Introduction

For Garage’s sixth Atrium Commission Berlin-based artist Anri Sala presented an installation of sound and sculpture entitled The Last Resort. Responding to the architecture and acoustics of the 9.5-meter high atrium space, the artist has developed a site-specific work featuring thirty-eight snare drums that generate sound in response to vibrations emanating from loudspeakers within each instrument.

 

At the core of the piece is a new rendition of Mozart’s Clarinet Concerto in A Major, written in 1791. One of the composer’s last works, it became a pivotal musical creation of the Enlightenment, which was a time when European nations were rethinking the constructs of politics and science. Exploring the cultural complexity of the period, Sala replaces the original tempo indications in Mozart’s composition with instructions based on wind conditions recorded by émigré James Bell during his sea voyage from England to Australia. At the time, winds and currents could significantly affect the journey and often determined its success or failure. Inserted into the score, the daily account of the weather transforms Mozart’s Concerto to reflect moments of doldrums, light breezes, strong gusts of wind, and storms.
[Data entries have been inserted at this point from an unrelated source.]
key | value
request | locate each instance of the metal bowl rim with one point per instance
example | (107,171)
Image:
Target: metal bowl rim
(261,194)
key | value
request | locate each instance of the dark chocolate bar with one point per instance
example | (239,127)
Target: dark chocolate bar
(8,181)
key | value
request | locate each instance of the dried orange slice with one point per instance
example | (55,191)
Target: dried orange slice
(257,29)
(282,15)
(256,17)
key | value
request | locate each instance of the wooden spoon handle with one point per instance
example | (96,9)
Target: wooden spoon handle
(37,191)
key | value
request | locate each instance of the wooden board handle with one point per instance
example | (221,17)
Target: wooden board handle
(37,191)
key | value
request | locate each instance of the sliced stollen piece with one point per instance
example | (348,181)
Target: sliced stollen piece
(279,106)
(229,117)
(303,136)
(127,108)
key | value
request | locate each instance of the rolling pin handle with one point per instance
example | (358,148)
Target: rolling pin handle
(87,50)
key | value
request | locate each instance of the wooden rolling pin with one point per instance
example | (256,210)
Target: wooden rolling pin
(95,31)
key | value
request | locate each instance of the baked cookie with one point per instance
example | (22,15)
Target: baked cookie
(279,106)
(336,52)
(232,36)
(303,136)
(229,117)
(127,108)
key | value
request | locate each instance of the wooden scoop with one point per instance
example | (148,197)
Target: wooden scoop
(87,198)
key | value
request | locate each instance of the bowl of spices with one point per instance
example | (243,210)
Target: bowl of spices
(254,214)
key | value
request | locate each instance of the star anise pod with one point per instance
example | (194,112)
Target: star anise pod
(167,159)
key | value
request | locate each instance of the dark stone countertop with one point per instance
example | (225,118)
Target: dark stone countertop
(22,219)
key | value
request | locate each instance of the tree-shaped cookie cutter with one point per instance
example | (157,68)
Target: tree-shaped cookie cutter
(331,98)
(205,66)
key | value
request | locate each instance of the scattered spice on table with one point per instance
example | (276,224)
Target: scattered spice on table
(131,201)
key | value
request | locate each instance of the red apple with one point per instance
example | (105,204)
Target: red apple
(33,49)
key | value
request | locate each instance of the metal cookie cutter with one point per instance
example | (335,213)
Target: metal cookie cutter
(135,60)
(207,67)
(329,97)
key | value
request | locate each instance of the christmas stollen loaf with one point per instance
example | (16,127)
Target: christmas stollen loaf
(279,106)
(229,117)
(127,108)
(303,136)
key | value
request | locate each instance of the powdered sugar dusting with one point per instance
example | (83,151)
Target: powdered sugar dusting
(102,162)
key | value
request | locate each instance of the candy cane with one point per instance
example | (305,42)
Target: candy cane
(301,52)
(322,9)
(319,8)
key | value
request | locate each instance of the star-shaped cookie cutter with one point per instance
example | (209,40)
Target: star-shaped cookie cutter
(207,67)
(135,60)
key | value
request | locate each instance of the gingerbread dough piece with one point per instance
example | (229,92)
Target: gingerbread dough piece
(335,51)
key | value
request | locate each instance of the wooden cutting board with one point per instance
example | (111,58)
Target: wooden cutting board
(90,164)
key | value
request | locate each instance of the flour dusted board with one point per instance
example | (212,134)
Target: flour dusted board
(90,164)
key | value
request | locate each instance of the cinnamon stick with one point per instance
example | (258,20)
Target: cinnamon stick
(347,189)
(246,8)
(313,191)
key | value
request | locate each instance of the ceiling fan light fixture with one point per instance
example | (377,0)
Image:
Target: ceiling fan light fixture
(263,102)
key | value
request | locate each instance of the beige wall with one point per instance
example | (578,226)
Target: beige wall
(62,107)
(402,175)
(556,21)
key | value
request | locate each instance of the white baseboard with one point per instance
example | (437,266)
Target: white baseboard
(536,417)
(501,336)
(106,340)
The composition is thus distorted—or, as Sala puts it, corrupted—by unforeseen travel conditions that go against the composer’s original intention. “My aim was to compose with corruption,” he explains. “I wanted to imagine […] what would become of Mozart’s Clarinet Concerto if it were to float and drift like a message in a bottle, until it is washed ashore after a long voyage.” As such, The Last Resort amplifies what the artist describes as “contradiction between the departure point of some remarkable principles of the Enlightenment—such as tolerance and a non-judgmental acceptance of the other—and their fallouts on arrival, exacerbating prejudices, which in turn caused untold devastation and loss.”